Wang Haizhi, Sang Nianli, Zhang Can, Raghupathi Ramesh, Tanzi Rudolph E, Saunders Aleister
†Department of Biology, College of Art and Sciences, Drexel University, Philadelphia, Pennsylvania 19104, United States.
‡Department of Neurobiology and Anatomy, College of Medicine, Drexel University, Philadelphia, Pennsylvania 19104, United States.
Biochemistry. 2015 May 12;54(18):2806-16. doi: 10.1021/acs.biochem.5b00329. Epub 2015 Apr 28.
Alzheimer's disease (AD) is characterized by the deposition of amyloid β (Aβ), a peptide generated from proteolytic processing of its precursor, amyloid precursor protein (APP). Canonical APP proteolysis occurs via α-, β-, and γ-secretases. APP is also actively degraded by protein degradation systems. By pharmacologically inhibiting protein degradation with ALLN, we observed an accumulation of several novel APP C-terminal fragments (CTFs). The two major novel CTFs migrated around 15 and 25 kDa and can be observed across multiple cell types. The process was independent of cytotoxicity or protein synthesis. We further determine that the accumulation of the novel CTFs is not mediated by proteasome or calpain inhibition, but by cathepsin L inhibition. Moreover, these novel CTFs are not generated by an increased amount of BACE. Here, we name the CTF of 25 kDa as η-CTF (eta-CTF). Our data suggest that under physiological conditions, a subset of APP undergoes alternative processing and the intermediate products, the 15 kDa CTFs, and the η-CTFs aret rapidly degraded and/or processed via the protein degradation machinery, specifically, cathepsin L.
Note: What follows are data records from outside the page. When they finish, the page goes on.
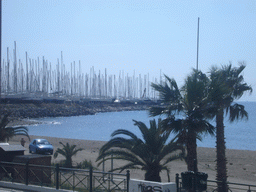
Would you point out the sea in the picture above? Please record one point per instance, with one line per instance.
(239, 134)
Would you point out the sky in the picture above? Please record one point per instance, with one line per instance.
(146, 36)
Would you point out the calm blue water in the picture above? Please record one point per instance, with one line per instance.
(239, 135)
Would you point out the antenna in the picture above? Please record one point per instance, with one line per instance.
(197, 44)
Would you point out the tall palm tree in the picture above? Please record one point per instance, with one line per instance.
(7, 132)
(68, 151)
(184, 110)
(151, 154)
(226, 85)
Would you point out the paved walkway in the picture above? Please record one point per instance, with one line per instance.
(9, 190)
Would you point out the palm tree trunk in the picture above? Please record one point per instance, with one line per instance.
(221, 150)
(192, 152)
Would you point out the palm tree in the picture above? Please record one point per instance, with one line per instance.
(7, 132)
(184, 110)
(151, 154)
(226, 85)
(68, 152)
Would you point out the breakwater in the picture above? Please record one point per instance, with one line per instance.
(33, 110)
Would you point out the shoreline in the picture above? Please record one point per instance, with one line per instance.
(240, 163)
(24, 114)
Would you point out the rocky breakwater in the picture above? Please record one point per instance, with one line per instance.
(22, 111)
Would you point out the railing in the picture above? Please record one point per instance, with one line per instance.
(211, 185)
(64, 178)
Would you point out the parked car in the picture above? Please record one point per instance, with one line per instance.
(40, 146)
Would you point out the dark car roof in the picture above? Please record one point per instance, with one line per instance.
(12, 148)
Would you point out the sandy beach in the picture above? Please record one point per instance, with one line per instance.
(241, 163)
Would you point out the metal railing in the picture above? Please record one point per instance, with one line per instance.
(211, 185)
(64, 178)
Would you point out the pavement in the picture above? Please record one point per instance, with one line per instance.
(9, 190)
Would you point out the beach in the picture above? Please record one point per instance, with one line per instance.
(241, 163)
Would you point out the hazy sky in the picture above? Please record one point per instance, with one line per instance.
(142, 35)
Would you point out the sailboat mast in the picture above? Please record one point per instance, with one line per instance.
(197, 44)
阿尔茨海默病(AD)的特征是淀粉样蛋白β(Aβ)沉积,Aβ是由其前体淀粉样前体蛋白(APP)经蛋白水解加工产生的一种肽。经典的APP蛋白水解通过α-、β-和γ-分泌酶进行。APP也通过蛋白质降解系统被积极降解。通过用ALLN药理学抑制蛋白质降解,我们观察到几种新型APP C末端片段(CTF)的积累。两种主要的新型CTF在15 kDa和25 kDa左右迁移,并且在多种细胞类型中都能观察到。该过程与细胞毒性或蛋白质合成无关。我们进一步确定,新型CTF的积累不是由蛋白酶体或钙蛋白酶抑制介导的,而是由组织蛋白酶L抑制介导的。此外,这些新型CTF不是由增加的β-分泌酶1(BACE)量产生的。在这里,我们将25 kDa的CTF命名为η-CTF(eta-CTF)。我们的数据表明,在生理条件下,一部分APP经历了替代加工,中间产物、15 kDa的CTF和η-CTF通过蛋白质降解机制,特别是组织蛋白酶L被快速降解和/或加工。